I think something important is lost when someone picks up the signifiers but not the signified. Signals get muddled. I'm just advocating for high-context culture.

I have nothing against high-context cultures, but this should not be one of them. The point of this place is to (1) welcome all viewpoints, so long as (2) the viewpoint is articulated and defended clearly. High contexts cuts against both of these goals.

"Articulated and defended clearly" is much easier when working from a shared base of facts, OR when outsiderness is evident.

Keeping your shibboleths opaque is good practice if you're trying to identify true descendants of Jacob in ancient Canaan, but is it really a concern here?

As I see it, if people post in line with the local post-rationalist idiolect, and do it in a thoughtful and considered way, who cares if they were reading EY on LW in 2008 or if they first heard about SSC from the NYT? There isn't some Platonic ideal of a Mottian which one can possess or not. (Or maybe there is and we need to institute a series of membership trials? That would be fun, if somewhat impractical)

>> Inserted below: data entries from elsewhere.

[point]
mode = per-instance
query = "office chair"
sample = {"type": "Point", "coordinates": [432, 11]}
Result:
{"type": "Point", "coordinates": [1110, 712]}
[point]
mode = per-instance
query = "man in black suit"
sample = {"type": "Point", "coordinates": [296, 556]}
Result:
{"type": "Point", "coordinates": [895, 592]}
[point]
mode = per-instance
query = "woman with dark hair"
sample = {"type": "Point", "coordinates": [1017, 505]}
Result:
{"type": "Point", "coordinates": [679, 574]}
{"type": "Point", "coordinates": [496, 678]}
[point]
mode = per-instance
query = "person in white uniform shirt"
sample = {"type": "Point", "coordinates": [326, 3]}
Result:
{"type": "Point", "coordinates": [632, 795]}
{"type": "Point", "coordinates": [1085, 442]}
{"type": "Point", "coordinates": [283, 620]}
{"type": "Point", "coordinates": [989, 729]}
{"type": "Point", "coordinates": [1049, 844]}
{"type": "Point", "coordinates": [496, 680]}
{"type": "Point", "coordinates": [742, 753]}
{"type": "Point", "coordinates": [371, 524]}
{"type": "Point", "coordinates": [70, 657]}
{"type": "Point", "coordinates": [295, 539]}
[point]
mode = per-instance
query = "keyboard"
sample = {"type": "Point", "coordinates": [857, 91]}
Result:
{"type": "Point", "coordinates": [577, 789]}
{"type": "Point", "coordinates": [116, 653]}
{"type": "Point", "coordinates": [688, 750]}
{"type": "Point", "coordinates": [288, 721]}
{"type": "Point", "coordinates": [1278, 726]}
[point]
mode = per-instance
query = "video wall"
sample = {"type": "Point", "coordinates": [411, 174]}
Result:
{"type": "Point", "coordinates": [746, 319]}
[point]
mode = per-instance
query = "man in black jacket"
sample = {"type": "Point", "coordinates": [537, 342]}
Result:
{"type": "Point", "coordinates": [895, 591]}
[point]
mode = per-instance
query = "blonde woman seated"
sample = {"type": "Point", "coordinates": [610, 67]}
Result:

If somebody comes in and tries to dissemble by talking about their "priors" while simultaneously arguing that certain ideas are harmful and we ought to censor them, they're going to stick out like a sore thumb. Using the right lingo won't hide that.

There isn't some Platonic ideal of a Mottian which one can possess or not.

I think as a community we should refuse to welcome anyone who hasn't read 100,000 words on SSC, but that's just me. It's not about seniority, it's about (in venerable internet lingo) LURKING MOAR.

My opinion is that at some point it becomes kind of silly to keep using terms coined in blog posts that are almost a decade old now and which have never gained widespread usage elsewhere without ever explaining what they mean or where they came from. At this point you have to expect that many of the people here were not aware of Slate Star Codex or LessWrong circa 2013. Part of my hope is that providing explanations and links to the LW/SSC origins of this community it will encourage newcomers to read more of the "foundational texts" and assimilate better rather than causing a culture shift over time away from the things that made this community great.

I agree with the problem of enabling trolls but this is a tradeoff and honestly I'm confident in our ability to identify someone namedropping shibboleths while trolling.

Although it didn't occur to me when I posted this that it would likely be one of the most visible posts on the subreddit for a while. I'm open to taking it down temporarily (or permanently if that seems to be the community consensus) or moving it to a less visible place.

I'm not worried about enabling trolls, I'm worried about enabling larpers. There are a number of them on the site already, but as of right now they're not too hard to pick out from the crowd.

As I understand it, 50 Stalins is actually an argument that we don't live in as free of a country as we think. Analogy is, in Stalin's Soviet Union, you were free to state that we really need 50 Stalins, but not that Stalin was a big stupid jerk. Similarly, in many Western countries that supposedly have free speech, you are free to state any opinion that aligns with the Progressive movement, but any speech against it may have negative consequences.

"50 Stalins" is sometimes used in discussion of free speech but it's applicable in other contexts as well. For example "John pretends to be an opponent of effective altruism, but all his arguments are just 50 Stalins critiques. He actually seems to agree with effective altruism, he just doesn't think they go far enough."

I took it as a way to couch criticism to be acceptable without making yourself into a heretic.